Bitcoin miners profit as AI hits power bottleneck

AI firms are leasing energized sites from bitcoin miners as grid capacity tightens. TeraWulf’s 20-year Anthropic lease could yield about $19 billion; ERCOT lists 430 GW waiting.

Bitcoin miners are leasing energized sites and heavy-duty power infrastructure to artificial intelligence firms as grid capacity tightens across the United States. TeraWulf’s 20-year lease with Anthropic covers about 401 megawatts at a Hawesville, Kentucky campus and is expected to generate roughly $19 billion in contracted revenue over the term. The Texas grid operator ERCOT reported about 430 gigawatts of projects awaiting connection, with a median wait of 1.5 to 2 years and roughly 90% of applications coming from data centers, according to CoinShares analysts on a July 14 webinar.

Over the past decade mining companies built land holdings, substations and high-capacity power hookups to run intensive mining equipment. Those features provide secured grid access, large parcels and on-site power distribution that AI data centers require. Long lead times to add new substations and transmission lines have encouraged cloud and AI companies to lease existing energized sites rather than wait for new grid connections.

Recent agreements illustrate the trend. TeraWulf’s deal with Anthropic was announced in early July. CleanSpark reported a 20-year infrastructure lease valued at about $6.6 billion. Core Scientific signed a 12-year, $10 billion hosting agreement with CoreWeave. Hut 8 agreed to a 15-year, $7 billion lease with Fluidstack, and Cipher Mining reached a multibillion-dollar agreement with Fluidstack that includes backing from Google.

CoinShares analysts described the arrangements as an added revenue stream for mining companies rather than a full exit from bitcoin mining. Matthew Kimmell described mining as “a buyer of last resort for electricity,” noting that mining rigs can be turned on or off quickly to use stranded or underutilized power.

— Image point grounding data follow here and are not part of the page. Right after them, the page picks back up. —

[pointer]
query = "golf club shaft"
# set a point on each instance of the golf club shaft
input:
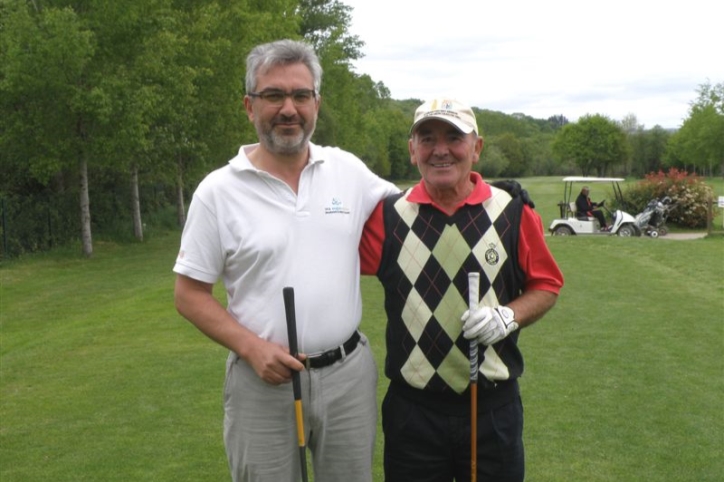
(290, 311)
(473, 297)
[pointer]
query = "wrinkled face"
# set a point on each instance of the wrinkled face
(283, 128)
(444, 155)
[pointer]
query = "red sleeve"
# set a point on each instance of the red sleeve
(536, 261)
(370, 246)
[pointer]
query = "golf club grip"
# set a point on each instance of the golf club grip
(289, 309)
(473, 298)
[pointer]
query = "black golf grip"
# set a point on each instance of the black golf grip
(289, 309)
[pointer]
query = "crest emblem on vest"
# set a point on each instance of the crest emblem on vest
(491, 255)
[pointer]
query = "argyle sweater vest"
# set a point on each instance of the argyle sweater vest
(427, 256)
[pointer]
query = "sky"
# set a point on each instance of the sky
(544, 58)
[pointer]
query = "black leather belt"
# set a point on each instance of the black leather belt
(331, 356)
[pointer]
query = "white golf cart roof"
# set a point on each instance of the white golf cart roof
(592, 179)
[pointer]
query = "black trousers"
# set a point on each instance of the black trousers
(425, 445)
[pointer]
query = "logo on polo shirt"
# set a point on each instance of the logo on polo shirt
(491, 255)
(337, 207)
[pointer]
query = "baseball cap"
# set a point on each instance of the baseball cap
(449, 110)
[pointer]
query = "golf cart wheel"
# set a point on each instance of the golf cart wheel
(627, 230)
(562, 231)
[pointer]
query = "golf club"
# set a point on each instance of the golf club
(473, 297)
(288, 294)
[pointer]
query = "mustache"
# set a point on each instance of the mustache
(288, 119)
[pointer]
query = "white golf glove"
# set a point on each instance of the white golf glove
(488, 325)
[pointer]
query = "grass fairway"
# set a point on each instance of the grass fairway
(101, 380)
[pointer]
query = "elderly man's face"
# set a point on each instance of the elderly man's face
(444, 155)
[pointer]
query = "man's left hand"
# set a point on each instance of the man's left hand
(488, 325)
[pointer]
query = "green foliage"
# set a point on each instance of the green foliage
(688, 191)
(699, 144)
(595, 144)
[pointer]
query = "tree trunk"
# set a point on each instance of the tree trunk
(180, 206)
(85, 226)
(136, 205)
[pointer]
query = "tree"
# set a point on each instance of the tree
(595, 144)
(700, 141)
(51, 104)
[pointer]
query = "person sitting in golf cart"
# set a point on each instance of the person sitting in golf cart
(584, 207)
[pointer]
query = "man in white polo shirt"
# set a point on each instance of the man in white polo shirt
(286, 212)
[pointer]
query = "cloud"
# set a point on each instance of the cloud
(545, 58)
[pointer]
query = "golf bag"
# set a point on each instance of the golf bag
(652, 220)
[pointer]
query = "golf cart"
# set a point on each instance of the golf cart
(572, 223)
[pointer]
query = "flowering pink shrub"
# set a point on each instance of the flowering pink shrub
(688, 191)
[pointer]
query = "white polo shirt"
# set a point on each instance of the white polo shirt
(251, 230)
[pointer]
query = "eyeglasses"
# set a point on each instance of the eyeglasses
(300, 97)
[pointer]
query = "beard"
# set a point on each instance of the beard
(272, 137)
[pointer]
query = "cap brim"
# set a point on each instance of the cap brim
(458, 124)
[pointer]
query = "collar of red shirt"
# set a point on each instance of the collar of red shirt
(480, 192)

That operational flexibility differs from AI data centers, which require higher uptime and stable network connections and therefore rely on long-term contracts for capacity. CoinShares projects that about 80% of listed bitcoin mining companies will generate AI-related revenue by the end of the year.

Panelists on the webinar addressed the long-term outlook for mining after bitcoin issuance reaches its 21 million cap, an event not expected for roughly a century. They said miners will continue to process transactions and collect fees after block rewards decline. They also pointed to local resistance to new data center construction, including a pause on new developments in New York, as a factor that reduces the number of ready sites for AI expansion.

AI companies have signed multiyear leases to secure immediate, large-scale power and infrastructure. Mining companies continue to operate mining rigs where economic and grid conditions allow while leasing power and facilities to AI customers under long-term contracts.